Ritter Runkel vor 6 Tagen

Die deutsch-israelisch-iranische Autorin Rebecca Niazi-Shahabi warnte vor kurzem vor der autoritären Versuchung eines Hygieneregimes: „Denn das Schlimme am Totalitarismus ist ja nicht, dass Böse Böses vorhaben, sondern dass das Gutgemeinte maßlos ausgedehnt wird, bis es schließlich alles andere in der Gesellschaft verschlingt. Der oder die ‚total Gute‘ ist auch deswegen so gefährlich, weil die total Guten bis zum letzten Moment glauben, sie seien auf der richtigen Seite. Sie sind völlig blind für die Einsicht, dass man sich selbst begrenzen oder von anderen begrenzen lassen muss – gerade in seinen besten Absichten.“ Ja, diese Zeiten machen es einem wirklich leicht, sich als der bessere Mensch zu fühlen.
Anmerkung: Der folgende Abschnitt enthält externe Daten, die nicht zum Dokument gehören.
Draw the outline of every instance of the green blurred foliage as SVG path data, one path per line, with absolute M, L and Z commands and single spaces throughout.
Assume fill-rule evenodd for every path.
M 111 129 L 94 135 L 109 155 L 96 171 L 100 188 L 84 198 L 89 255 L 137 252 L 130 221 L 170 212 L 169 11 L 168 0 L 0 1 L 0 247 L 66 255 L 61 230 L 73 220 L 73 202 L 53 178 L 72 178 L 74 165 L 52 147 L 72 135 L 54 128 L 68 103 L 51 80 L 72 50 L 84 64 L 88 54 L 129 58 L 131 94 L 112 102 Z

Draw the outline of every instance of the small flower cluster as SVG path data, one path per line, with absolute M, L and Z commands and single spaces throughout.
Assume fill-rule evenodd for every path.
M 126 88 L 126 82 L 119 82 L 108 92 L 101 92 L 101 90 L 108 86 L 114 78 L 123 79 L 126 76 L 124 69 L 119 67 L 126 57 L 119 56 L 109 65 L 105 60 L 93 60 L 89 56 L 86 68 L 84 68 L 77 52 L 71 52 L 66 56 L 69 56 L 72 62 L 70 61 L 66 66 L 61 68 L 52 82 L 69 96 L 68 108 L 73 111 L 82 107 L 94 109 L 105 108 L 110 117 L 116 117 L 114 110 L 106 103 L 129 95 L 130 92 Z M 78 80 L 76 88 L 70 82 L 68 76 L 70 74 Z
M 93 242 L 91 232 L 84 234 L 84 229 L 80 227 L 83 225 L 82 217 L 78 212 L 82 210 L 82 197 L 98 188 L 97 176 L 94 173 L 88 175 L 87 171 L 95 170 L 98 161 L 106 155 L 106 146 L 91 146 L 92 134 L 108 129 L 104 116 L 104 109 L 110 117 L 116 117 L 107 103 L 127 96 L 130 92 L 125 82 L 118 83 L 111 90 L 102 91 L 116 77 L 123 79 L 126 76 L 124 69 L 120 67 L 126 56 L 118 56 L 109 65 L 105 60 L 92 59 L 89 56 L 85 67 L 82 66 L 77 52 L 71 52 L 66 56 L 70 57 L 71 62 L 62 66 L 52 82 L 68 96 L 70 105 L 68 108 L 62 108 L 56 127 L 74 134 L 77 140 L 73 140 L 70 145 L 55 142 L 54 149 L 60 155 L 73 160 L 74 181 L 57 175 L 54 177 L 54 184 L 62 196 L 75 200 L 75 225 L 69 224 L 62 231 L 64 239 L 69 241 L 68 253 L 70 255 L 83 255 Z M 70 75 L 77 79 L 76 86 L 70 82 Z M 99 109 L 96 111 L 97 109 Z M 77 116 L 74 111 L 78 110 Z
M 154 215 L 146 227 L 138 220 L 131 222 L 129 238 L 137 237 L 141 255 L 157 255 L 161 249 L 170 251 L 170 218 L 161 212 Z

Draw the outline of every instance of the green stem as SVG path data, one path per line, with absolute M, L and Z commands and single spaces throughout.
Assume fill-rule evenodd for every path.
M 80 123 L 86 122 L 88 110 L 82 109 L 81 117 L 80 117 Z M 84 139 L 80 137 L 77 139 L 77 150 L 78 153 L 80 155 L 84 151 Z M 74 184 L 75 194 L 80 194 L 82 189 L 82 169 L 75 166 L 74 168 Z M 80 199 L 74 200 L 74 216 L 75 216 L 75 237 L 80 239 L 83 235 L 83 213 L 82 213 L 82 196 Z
Man muss nur zu Hause bleiben, ein Foto mit Maske posten und sich in einem schnellen Tweet über die Mitmenschen echauffieren, mit der Familie feiern oder von ihren Grundrechten Gebrauch machen.

Ritter Runkel vor 6 Tagen

Ist schon seltsam. Als die Tests um das zehnfache, gestiegen waren, und damit die Fallzahlen, hat man das nicht gesondert erwähnt. Die Fallzahlen stiegen einfach, also ein Grund Hysterie zu verbreiten. Jetzt, wo die Fallzahlen zurückgehen, führt man als Grund die geringere Testanzahl an. So etwas nenne ich Unwahrheit und Verunsicherung der Bürger. Das RKI ist zum seriösen Institut nicht geeignet. Es sollten neben diesen vagen PCR Tests, die eben NICHT die Anzahl der Infizierten, sondern nur der Träger von Viren aussagen, belastbare Zahlen veröffentlicht werden. Diese sollten ausschließlich tatsächlich Infizierter, also Kranke und AN Covid-19 Verstorbene, nicht „im Zusammenhang mit“, darlegen.